I was raised in the Catholic faith, and never recall any priest, monsignor, bishop, cardinal, or Pope encouraging me to go out and kill people who aren't Catholics. Instead, they taught me The Golden Rule. The King James version of the Bible (in Matthew 7:12) tells us, Therefore all things whatsoever ye would that men should do to you, do ye even so to them. In modern English: Do unto others as you would have them do unto you.

If there's an equivalent expression in Islam, no one seems to be preaching it. The Golden Rule has given way to the Leaden Heart, hard and cold, unfeeling and unyielding in its hatred of and disdain for all who do not worship God as interpreted by clerics whose thinking has not changed in more than thirteen hundred years. And this belief stretches beyond the grave: there are actually people who spend their time worrying about whether or not Muslims can visit the Pyramids of Egypt because they are the tombs of "infidels." You can read more about this here.

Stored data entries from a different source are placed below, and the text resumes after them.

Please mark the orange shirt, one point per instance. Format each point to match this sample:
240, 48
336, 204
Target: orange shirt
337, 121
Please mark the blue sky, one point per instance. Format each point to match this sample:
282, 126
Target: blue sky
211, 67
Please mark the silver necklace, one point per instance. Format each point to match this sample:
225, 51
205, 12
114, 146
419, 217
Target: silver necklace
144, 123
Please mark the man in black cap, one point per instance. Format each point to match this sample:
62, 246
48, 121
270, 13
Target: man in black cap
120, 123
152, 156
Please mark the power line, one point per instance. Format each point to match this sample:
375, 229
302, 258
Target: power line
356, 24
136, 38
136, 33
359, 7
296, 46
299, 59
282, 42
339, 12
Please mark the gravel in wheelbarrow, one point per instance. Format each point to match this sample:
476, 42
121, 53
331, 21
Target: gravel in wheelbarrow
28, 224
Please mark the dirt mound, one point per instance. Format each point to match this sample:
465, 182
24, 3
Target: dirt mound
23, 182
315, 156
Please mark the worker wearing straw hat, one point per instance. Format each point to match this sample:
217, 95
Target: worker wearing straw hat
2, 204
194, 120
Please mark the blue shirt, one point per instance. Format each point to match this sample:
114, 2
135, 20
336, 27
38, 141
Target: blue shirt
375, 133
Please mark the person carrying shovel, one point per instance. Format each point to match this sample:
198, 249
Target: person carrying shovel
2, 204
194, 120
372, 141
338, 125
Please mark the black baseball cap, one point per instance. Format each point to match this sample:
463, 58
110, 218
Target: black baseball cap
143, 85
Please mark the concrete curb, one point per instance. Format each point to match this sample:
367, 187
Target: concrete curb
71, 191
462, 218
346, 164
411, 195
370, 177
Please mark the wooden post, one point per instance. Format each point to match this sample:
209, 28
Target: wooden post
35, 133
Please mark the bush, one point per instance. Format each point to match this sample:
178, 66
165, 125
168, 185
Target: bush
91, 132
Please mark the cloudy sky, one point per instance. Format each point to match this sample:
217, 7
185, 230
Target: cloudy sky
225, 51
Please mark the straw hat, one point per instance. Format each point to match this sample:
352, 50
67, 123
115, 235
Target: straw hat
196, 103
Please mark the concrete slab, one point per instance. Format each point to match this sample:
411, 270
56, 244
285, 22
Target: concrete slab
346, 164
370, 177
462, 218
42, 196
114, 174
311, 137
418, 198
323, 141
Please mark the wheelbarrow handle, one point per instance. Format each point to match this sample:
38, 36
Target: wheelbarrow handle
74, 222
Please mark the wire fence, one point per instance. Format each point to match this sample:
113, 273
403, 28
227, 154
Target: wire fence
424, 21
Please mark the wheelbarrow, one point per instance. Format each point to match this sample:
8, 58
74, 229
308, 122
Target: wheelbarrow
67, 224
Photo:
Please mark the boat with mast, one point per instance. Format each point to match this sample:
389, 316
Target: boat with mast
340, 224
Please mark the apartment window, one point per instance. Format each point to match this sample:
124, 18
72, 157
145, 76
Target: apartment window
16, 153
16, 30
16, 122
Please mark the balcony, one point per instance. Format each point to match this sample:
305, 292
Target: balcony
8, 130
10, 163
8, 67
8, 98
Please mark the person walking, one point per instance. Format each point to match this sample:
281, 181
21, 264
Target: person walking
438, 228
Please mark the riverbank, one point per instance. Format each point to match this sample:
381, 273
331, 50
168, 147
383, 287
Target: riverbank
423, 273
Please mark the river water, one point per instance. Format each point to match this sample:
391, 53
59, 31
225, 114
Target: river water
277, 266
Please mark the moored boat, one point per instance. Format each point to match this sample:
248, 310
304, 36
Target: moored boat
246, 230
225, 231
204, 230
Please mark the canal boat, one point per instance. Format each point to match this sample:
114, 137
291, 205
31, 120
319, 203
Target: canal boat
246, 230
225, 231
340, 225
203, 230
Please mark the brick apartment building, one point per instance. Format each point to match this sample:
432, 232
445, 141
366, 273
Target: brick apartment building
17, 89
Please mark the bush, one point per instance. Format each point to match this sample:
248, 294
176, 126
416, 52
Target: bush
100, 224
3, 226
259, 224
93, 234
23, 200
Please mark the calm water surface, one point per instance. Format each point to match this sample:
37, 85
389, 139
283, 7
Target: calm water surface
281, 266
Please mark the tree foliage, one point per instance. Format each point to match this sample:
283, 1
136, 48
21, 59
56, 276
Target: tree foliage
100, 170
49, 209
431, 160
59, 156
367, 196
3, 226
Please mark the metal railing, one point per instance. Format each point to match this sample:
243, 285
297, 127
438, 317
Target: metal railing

In a world consumed by social and economic inequality, violence, and hatred, much of it inspired or stoked by religious beliefs, we have a choice. We can follow the way of the Golden Rule or the way of the Leaden Heart. Sadly, many of the hundreds of millions of people who follow the Islamic faith have chosen the latter way...not, perhaps, because they are themselves bad people, but because by their silence and their inability to adapt the lessons of the 7th century to the utterly different world of the 21st, they encourage those whose contemptible actions make the world a worse place to live.

The Golden Rule encourages us to treat each other in a way that leads to a peaceful and prosperous life for all; the Leaden Heart encourages intolerance and violence now in the expectation of an imagined paradise beyond this life.

I live in the here and now. My children and grandchildren live in the here and now. My faith, such as it is, lies in the Golden Rule. Sadly, there are all too many who embrace the Leaden Heart instead.

And all too many who encourage them.

Have a good day. More thoughts tomorrow.